Sin embargo, la caída de las apariencias tal vez sólo sea la más lograda de ellas. Y así como en el
vidrio que los separa en la cárcel se refleja el rostro de Elena sobre el de Miguel, el espectador
podrá reconocer en la pantalla, tal vez, un esbozo de su propio rostro reflejándose en ella. Esa
pantalla destinada a separar la ficción de una realidad que está, lo sabemos, igual de encarcelada.
Realidad que la película nos invita a visitar aun si no entendemos bien qué es lo que nos hace parte
de ella. Es que si el cine nos arrebata algo al quitarnos nuestra incredulidad y, a pesar de ello, lo
aceptamos, quizá se deba a que nuestro lugar como espectadores también es, a fin de cuenta, un
lugar que hemos usurpado. Si El motoarrebatador busca a su espectador reflejándose en los
procedimientos del cine de género es porque supone en él, en nosotros, el error de la mirada. Nos
guste o no, lo sepamos o no, el error nos obliga a abrirnos camino hacia el mundo que nos rodea,
como Miguel, enfrentando las indolentes asimetrías de lo visible que disciplinan nuestro mirar.
Pero tenemos una ventaja (y en realidad, varias) sobre Miguel. Él nos muestra los riesgos que
corremos. Y lo hace porque la película, ésta película -como Helena-, sabe que ella y nosotros,
como todos, nunca lo diremos todo.
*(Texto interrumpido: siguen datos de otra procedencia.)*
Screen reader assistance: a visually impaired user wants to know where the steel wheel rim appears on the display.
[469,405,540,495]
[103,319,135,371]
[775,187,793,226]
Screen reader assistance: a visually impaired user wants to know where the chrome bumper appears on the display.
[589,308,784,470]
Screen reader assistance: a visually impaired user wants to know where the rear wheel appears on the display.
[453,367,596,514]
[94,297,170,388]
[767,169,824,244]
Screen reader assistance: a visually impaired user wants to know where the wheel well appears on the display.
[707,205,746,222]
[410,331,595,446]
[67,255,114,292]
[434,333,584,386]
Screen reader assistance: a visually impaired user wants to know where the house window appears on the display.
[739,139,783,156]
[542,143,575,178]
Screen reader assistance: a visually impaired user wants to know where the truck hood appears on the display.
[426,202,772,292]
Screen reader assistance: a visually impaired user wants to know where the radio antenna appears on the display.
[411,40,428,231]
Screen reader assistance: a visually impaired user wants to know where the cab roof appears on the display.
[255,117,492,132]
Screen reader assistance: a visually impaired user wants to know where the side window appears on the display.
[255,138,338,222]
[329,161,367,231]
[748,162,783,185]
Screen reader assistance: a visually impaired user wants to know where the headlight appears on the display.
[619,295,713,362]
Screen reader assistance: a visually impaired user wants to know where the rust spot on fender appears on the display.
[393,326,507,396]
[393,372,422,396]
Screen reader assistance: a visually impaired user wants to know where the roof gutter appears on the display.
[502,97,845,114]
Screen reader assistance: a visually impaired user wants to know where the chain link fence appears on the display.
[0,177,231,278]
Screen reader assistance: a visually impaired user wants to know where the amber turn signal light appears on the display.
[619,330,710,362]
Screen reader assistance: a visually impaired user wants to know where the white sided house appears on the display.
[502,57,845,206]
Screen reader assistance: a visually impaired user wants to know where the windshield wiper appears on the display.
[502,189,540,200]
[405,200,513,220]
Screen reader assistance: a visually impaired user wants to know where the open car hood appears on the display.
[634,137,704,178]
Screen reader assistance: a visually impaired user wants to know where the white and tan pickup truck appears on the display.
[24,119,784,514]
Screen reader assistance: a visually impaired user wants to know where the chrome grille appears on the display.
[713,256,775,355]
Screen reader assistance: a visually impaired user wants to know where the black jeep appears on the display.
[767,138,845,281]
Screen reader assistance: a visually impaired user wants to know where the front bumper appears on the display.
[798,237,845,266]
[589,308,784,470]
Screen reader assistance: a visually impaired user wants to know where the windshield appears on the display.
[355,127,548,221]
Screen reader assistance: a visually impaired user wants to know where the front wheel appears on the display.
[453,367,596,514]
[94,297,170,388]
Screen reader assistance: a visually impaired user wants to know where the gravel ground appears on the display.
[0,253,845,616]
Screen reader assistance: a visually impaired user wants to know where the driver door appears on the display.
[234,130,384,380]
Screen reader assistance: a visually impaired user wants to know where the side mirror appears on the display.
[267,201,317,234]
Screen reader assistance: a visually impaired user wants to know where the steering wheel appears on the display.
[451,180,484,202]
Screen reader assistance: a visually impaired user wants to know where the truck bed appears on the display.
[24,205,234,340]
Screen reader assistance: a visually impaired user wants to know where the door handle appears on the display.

Así, bordeados por nuestros silencios y casi reflejándonos en
ellos, incluso como recordando sólo vagamente los saqueos en los que se inspira El
motoarrebatador, podríamos interrogar a nuestras miradas: ¿y si el ejercicio soberano de una
secreta ley impuesta es lo que en verdad nos autoriza a visitar al cine, en la sala, desconociendo
que vamos allí, a visitarlo, como Elena visita a Miguel? Y para consumar qué, ¿un reencuentro?
Puede ser. Pero hace tanta falta creer para ver, como errar para creer. Y aun así, ¿reflejándose en
qué asimétrica mirada reconoceremos nuestros yerros mientras erramos en moto por las periferias
olvidadas de nuestras ciudades prohibidas? ¿En una mirada como la de Miguel que, en el cine, se
vuelve hacia nosotros mientras el cine nos intenta arrastrar? Esta es, me parece, la gran apuesta
con la que El motoarrebatador se pone juego: que podamos encontrar allí, en él, en el cine, una
mirada que al errar nos permita creer. Sin dudas, se trata de una gran apuesta.